Dos capotazos, ¿sin interés alguno?, para comenzar, y una recién estrenada Nikon F5 hacen el resto acabando en apenas unos segundos con casi la totalidad de un carrete de treinta y seis exposiciones. El resto de cámaras, de fotoperiodistas con una amplia experiencia taurina, permanecen sordas durante el envite. Tras aquello, un leve susurro llega hasta mis oídos, 'Pero chico, a este paso vas a necesitar una carreta para traerte los carretes. Si aún no ha empezado a torear...', es Francisco Cano 'Canito', 1912, según reza en su famosa gorra blanca, exboxeador, extorero y todo un mito en las plazas de toros de toda España.
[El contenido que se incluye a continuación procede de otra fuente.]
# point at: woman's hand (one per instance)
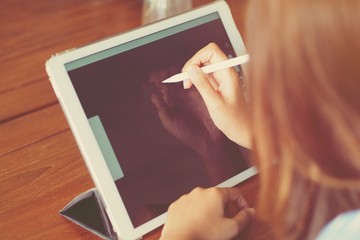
(213, 213)
(222, 94)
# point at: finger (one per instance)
(234, 195)
(203, 85)
(233, 226)
(187, 84)
(244, 217)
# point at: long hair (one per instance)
(304, 79)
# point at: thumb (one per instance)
(203, 85)
(244, 217)
(232, 227)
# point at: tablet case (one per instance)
(87, 211)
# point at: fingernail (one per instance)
(251, 211)
(192, 71)
(186, 84)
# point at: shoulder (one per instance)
(345, 226)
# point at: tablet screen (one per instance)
(157, 139)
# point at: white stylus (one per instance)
(211, 68)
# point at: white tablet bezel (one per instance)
(82, 131)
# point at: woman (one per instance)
(302, 122)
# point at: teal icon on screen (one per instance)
(106, 148)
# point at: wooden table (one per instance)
(41, 168)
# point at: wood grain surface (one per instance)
(41, 168)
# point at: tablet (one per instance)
(146, 143)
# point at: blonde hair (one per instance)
(304, 81)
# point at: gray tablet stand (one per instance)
(87, 211)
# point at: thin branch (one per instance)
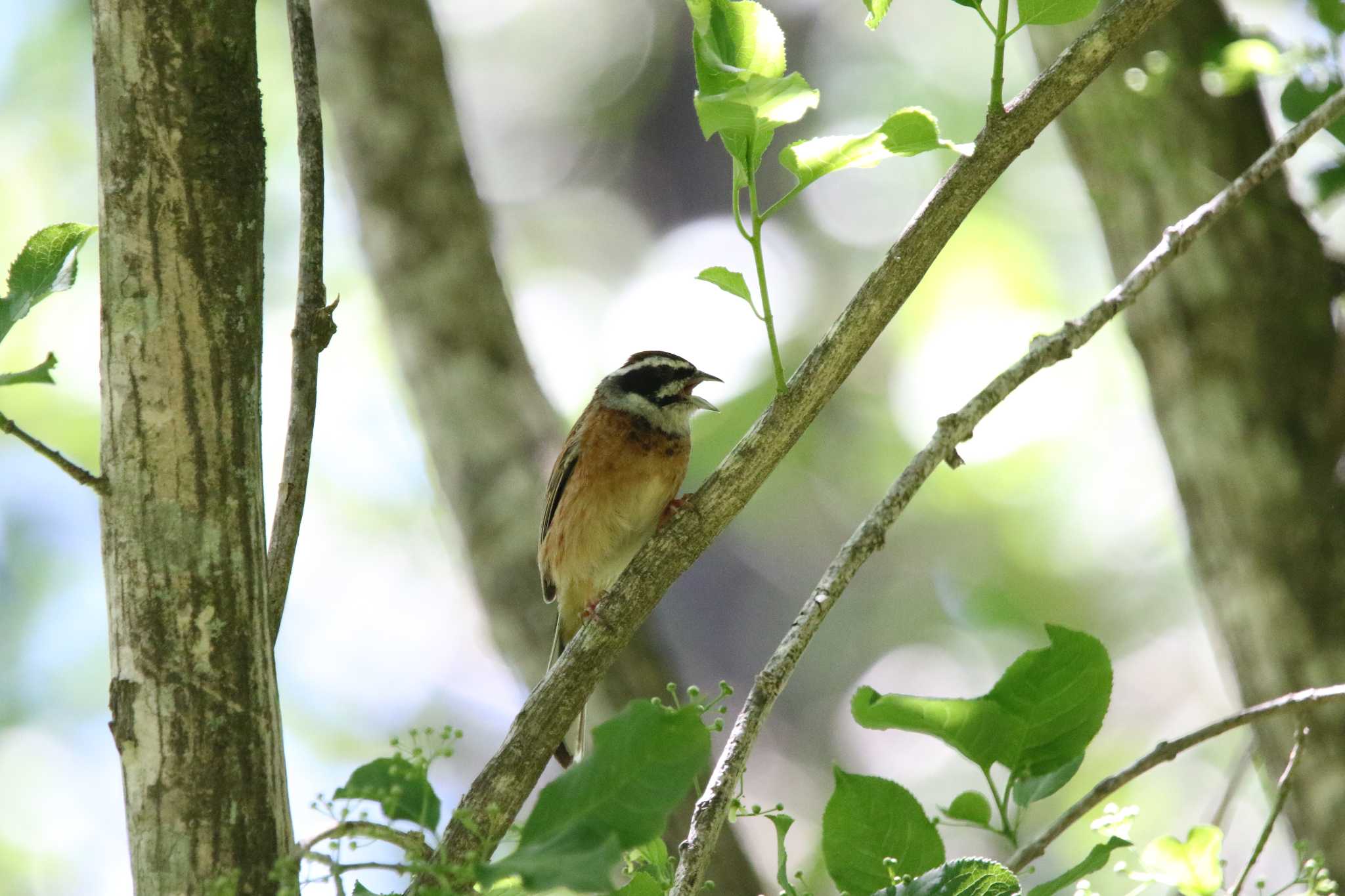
(1165, 753)
(953, 430)
(1281, 796)
(412, 844)
(499, 789)
(314, 327)
(76, 472)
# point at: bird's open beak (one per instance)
(701, 377)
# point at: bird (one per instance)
(615, 482)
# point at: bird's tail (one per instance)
(563, 752)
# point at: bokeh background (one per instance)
(607, 202)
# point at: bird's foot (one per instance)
(674, 505)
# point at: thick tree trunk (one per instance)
(194, 704)
(1242, 356)
(490, 430)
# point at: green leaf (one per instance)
(907, 132)
(730, 281)
(1053, 12)
(640, 885)
(365, 891)
(970, 805)
(45, 267)
(877, 11)
(1191, 867)
(1033, 788)
(961, 878)
(1094, 861)
(1298, 101)
(1061, 694)
(755, 109)
(642, 765)
(782, 867)
(744, 93)
(979, 730)
(870, 820)
(400, 786)
(39, 373)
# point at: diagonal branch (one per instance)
(498, 792)
(953, 430)
(1281, 796)
(76, 472)
(314, 327)
(1165, 753)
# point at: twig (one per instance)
(953, 430)
(1165, 753)
(76, 472)
(1281, 796)
(314, 327)
(500, 788)
(410, 844)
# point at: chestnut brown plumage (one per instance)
(615, 481)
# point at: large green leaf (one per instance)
(39, 373)
(1192, 867)
(400, 786)
(1298, 101)
(1033, 788)
(1053, 12)
(961, 878)
(744, 93)
(870, 820)
(1061, 694)
(642, 765)
(979, 730)
(904, 133)
(1094, 861)
(46, 265)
Desde entonces tuve la gran suerte de disfrutar de su compañía y sus impagables clases gratuitas mientras cubría la Feria de Abril para los diferentes medios en los que estuve desarrollando mi trabajo, tardes en las que Cano jamás dejó de ofrecer sus consejos, aderezados convenientemente por los oportunos apuntes de su buen amigo y compañero Rafael Fernández Moreno 'Rafemo', también fotógrafo taurino, extorero y enciclopedia personificada, con quien comentaba el desarrollo del festejo con continuos chistes que te obligaban a obturar a velocidades elevadas para evitar el cimbreo del monopié y la consecuente fotografía trepidada (movida). Apenas unos segundos del toro en la plaza para que Cano te hiciera una predicción, 'este no vale', y ya temías que retiraran el toro para sacar al sobrero, alargando la tarde. Pocas veces se equivocaba.
Cano era una persona que sabía disfrutar de su libertad, vivía como quería y se reía de todo, de sí mismo el primero y como nadie. Su discurrir por la Plaza era una constante de saludos, abrazos y muestras de cariño, desde el aficionado medio a los propios matadores, pasando por policías, políticos, areneros, alguacilillos y demás personal. Toda persona que se preciara, no sólo profesaba una profunda admiración por Cano, sino que daban lo que fuera por tener una foto firmada por él. Foto en la que curiosamente no se veían matadores de toros en el coso, sino al propio aficionado como protagonista, posando en el tendido, y lo más importante, la firma. Los actuales selfies no habían llegado a nuestra cultura y quien no era fotografiado por Cano en una plaza de toros simplemente no existía, y él era consciente de ello. Ava Gadner, Ernest Hemingway, Orson Wells, Debora Kerr, Sofía Loren o Gary Cooper, entre otros, cayeron inmortalizados bajo su mirada.
Los más afortunados, como un servidor, a quien quiso obsequiar con una, la conservan en blanco y negro, fruto de un revelado manual, con grano, ese grano que tanto recuerda a las fotos que lo encumbraron aquella tarde en Linares y por las que apenas obtuvo una recompensa económica adecuada, fue el único reportero gráfico que documentó la muerte de Manolete, en cualquier caso, sus fotos dieron la vuelta al mundo y nació el mito.
Los años no pasaban en balde y Cano continuaba bajando a Sevilla desde Valencia a cubrir la Feria de Abril, comentaba entre risas que los aficionados siempre estaban dispuestos a pagar lo que fuese por hacerse con una de sus preciadas fotos, pensando que sería la última feria a la que asistiría y que por tanto su valor era mayor. Él, alcanzando ya la edad centenaria, se reía mientras continuaba trabajando 'Pobres, los voy a enterrar a todos', repetía entre risas. Ha fallecido a los 103 años pero su sonrisa y su afán por ofrecer lo que tenía, incluida su experiencia, permanecerán para siempre. DEP.